September 4, 2007
This year's average SAT mathematics score has come up short. The test takers the largest and most diverse group in history managed only 515, which represents the lowest average math score in more than three decades, according to the College Board, which administers the nationwide college-admissions exam. In addition, 515 represents a three-point drop from last year's average score.
Other portions of the SAT also showed drops. Critical reading (formerly the "verbal" portion of the test) fell to 502 from last year's 503, making it the lowest score since 1994. Scores for the writing section slipped to 494 from last year's 497. In all, the three scores are the low mark for the decade so far.
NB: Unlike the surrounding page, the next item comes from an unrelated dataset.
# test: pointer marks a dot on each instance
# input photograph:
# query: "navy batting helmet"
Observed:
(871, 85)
Wayne Camara, the board's vice president for research and analysis, told the Wall Street Journal that the overall drops were "not statistically significant." But some educators, college-admissions experts, and students suggested that the scores reflected a harder and longer exam. The SAT had been revised two years ago to include algebra, reading passages, and a new section testing writing ability. These revisions had lengthened the test by 45 minutes.
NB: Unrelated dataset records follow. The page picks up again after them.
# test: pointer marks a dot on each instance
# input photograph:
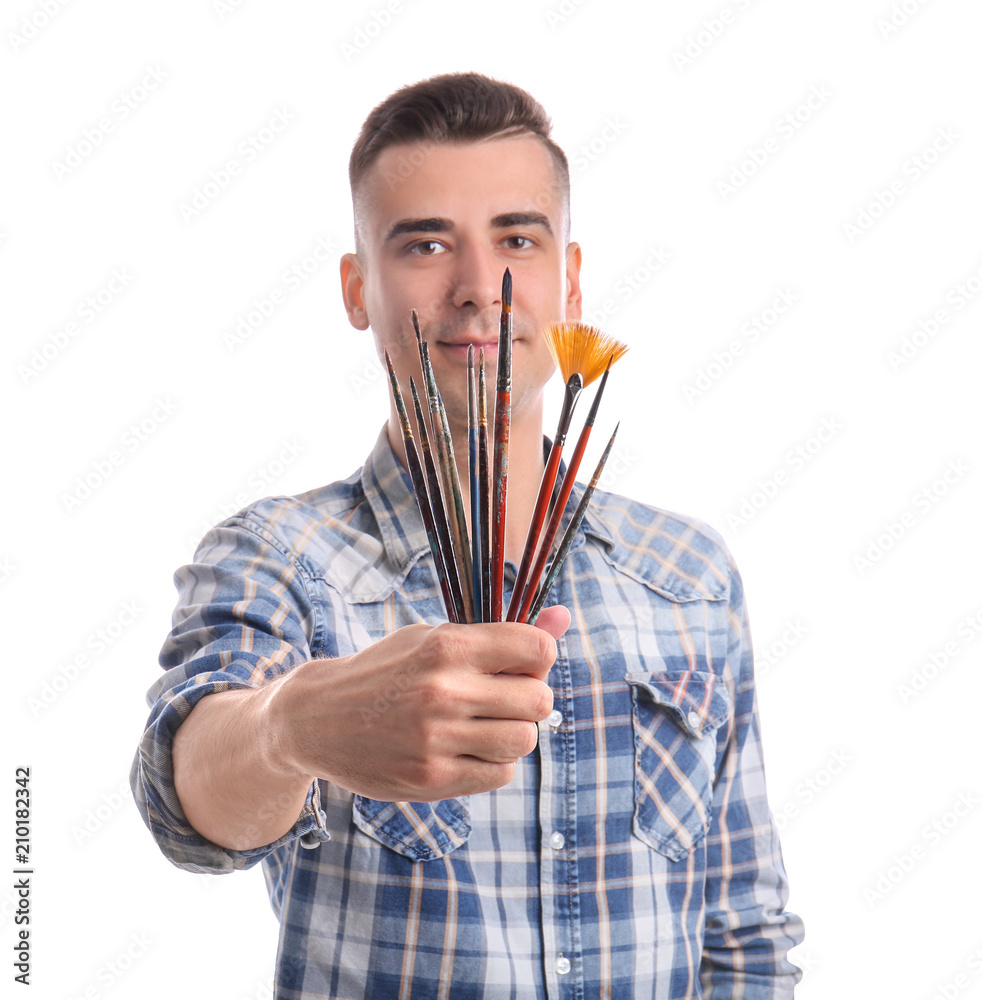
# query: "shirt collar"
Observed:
(388, 488)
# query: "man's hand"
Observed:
(427, 713)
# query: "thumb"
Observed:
(554, 620)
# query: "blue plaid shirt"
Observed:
(633, 855)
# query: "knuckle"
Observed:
(446, 644)
(542, 702)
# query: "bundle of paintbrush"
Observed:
(470, 563)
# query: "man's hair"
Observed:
(454, 108)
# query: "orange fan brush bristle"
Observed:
(576, 347)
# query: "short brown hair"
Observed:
(455, 107)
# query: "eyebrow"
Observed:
(438, 225)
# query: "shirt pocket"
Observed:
(675, 716)
(420, 831)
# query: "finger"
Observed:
(554, 620)
(508, 696)
(491, 648)
(501, 741)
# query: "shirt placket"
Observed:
(563, 968)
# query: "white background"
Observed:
(858, 767)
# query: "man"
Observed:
(571, 809)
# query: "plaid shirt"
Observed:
(633, 855)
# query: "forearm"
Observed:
(231, 772)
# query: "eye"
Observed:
(427, 248)
(519, 242)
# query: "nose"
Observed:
(476, 278)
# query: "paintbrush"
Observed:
(556, 514)
(580, 352)
(447, 467)
(484, 476)
(566, 543)
(446, 563)
(474, 477)
(502, 435)
(419, 488)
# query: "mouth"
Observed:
(459, 348)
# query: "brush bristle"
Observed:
(576, 347)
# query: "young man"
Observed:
(571, 809)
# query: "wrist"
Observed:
(279, 724)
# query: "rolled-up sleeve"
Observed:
(243, 617)
(748, 931)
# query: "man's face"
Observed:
(439, 224)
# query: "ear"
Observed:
(352, 291)
(574, 297)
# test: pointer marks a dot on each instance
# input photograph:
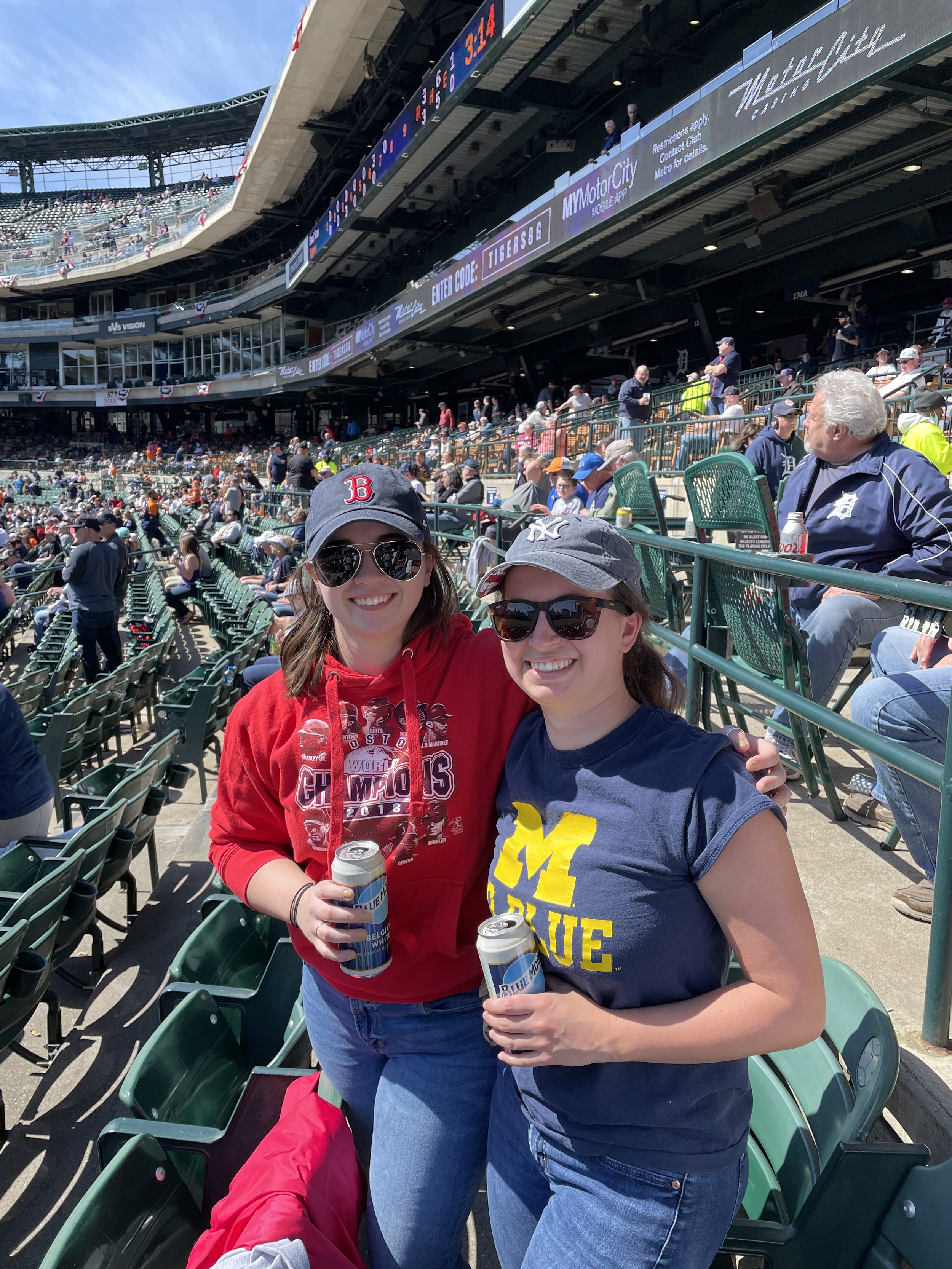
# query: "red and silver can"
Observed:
(794, 535)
"The new test was designed to be more challenging," said Seppy Basili, senior vice president at Kaplan Inc. He called the advanced algebra material "a serious concern for some students," some of whom hadn't reached the material until they were juniors.
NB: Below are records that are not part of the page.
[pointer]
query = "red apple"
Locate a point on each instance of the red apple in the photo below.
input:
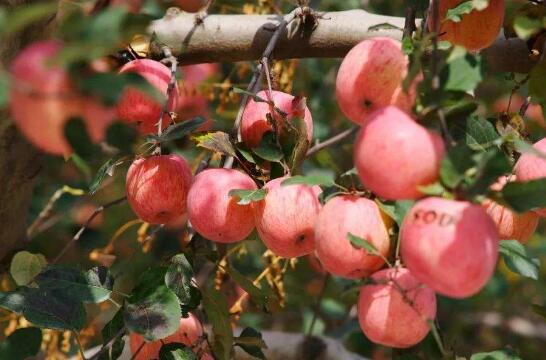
(510, 224)
(42, 97)
(371, 76)
(531, 167)
(451, 246)
(254, 122)
(394, 155)
(141, 109)
(188, 334)
(476, 30)
(286, 218)
(157, 188)
(395, 309)
(361, 217)
(213, 213)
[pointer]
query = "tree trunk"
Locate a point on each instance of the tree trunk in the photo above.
(19, 161)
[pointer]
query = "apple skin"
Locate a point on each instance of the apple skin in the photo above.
(531, 167)
(393, 311)
(510, 224)
(157, 188)
(213, 213)
(451, 246)
(138, 108)
(286, 217)
(188, 334)
(394, 155)
(254, 122)
(371, 76)
(476, 30)
(42, 97)
(361, 217)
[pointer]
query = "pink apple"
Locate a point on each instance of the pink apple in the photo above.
(395, 309)
(371, 76)
(141, 109)
(531, 167)
(361, 217)
(286, 218)
(188, 334)
(394, 155)
(254, 122)
(157, 188)
(42, 97)
(213, 213)
(451, 246)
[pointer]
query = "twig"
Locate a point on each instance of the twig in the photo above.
(109, 344)
(316, 310)
(333, 140)
(76, 237)
(171, 59)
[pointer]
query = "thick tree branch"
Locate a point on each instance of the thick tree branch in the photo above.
(233, 38)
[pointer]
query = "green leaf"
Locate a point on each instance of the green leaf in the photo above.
(25, 266)
(178, 278)
(153, 310)
(261, 297)
(216, 308)
(176, 351)
(539, 310)
(454, 165)
(216, 141)
(516, 258)
(21, 344)
(526, 27)
(311, 180)
(93, 286)
(77, 136)
(248, 196)
(463, 71)
(359, 242)
(121, 136)
(113, 327)
(25, 15)
(178, 131)
(525, 196)
(384, 26)
(455, 14)
(107, 169)
(490, 166)
(268, 148)
(505, 354)
(251, 342)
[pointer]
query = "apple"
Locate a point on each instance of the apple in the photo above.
(371, 76)
(394, 155)
(138, 108)
(476, 30)
(356, 215)
(451, 246)
(395, 308)
(157, 188)
(254, 123)
(285, 218)
(213, 213)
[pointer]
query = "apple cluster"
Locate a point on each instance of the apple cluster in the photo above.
(448, 246)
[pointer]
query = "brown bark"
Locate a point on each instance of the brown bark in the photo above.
(244, 37)
(19, 161)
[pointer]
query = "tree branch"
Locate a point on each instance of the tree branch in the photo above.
(232, 38)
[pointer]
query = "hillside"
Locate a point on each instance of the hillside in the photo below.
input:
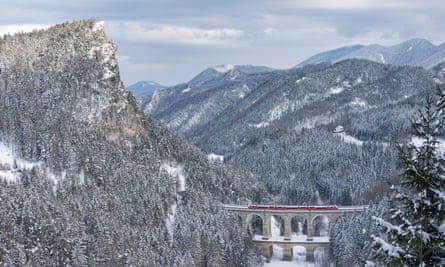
(414, 52)
(87, 179)
(279, 125)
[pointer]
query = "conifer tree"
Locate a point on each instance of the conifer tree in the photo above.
(412, 232)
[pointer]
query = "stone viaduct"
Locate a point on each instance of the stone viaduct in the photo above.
(288, 240)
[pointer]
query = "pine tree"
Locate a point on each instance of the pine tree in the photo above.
(411, 233)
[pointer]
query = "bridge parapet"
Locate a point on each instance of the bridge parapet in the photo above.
(288, 241)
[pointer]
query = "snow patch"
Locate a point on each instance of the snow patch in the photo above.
(11, 166)
(358, 102)
(349, 139)
(382, 58)
(98, 26)
(188, 89)
(175, 171)
(335, 90)
(106, 53)
(418, 142)
(224, 68)
(244, 90)
(215, 157)
(301, 80)
(170, 220)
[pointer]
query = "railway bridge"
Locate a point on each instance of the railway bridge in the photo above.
(307, 226)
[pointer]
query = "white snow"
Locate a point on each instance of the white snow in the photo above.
(335, 90)
(418, 142)
(11, 166)
(349, 139)
(175, 171)
(224, 68)
(106, 51)
(382, 58)
(358, 102)
(244, 90)
(215, 157)
(188, 89)
(98, 26)
(170, 220)
(301, 79)
(442, 228)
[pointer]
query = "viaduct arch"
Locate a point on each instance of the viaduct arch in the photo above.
(288, 241)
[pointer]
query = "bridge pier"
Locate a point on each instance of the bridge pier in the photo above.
(287, 227)
(288, 253)
(310, 255)
(267, 250)
(266, 227)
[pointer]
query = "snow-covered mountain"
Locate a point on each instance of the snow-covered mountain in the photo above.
(87, 179)
(414, 52)
(280, 124)
(144, 89)
(226, 72)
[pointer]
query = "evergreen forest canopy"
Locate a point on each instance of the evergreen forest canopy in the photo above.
(87, 179)
(279, 125)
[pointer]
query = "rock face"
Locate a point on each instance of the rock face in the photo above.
(87, 179)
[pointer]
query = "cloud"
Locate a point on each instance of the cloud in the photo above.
(16, 28)
(140, 32)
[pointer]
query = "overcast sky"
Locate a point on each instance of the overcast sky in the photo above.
(170, 41)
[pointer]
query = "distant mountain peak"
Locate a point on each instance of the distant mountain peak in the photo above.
(413, 52)
(224, 68)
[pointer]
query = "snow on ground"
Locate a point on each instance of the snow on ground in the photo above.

Despite the fact that math scores in the SAT peaked at 520 in 2005, the College Board indicated that this year's math and reading portions were comparable to their earlier counterparts. Furthermore, while the advanced algebra material was new, the always-difficult word analogies had been eliminated. The Board's research in 2006 had indicated no difference in students' performances at the beginning, middle, and end of the revised test.
The College Board pointed out that a record 1.5 million students a 2% increase from 2006 took the SAT in 2007. Minority students made up a record 39% of test takers and almost one-fourth of test takers didn't list English as their only first language.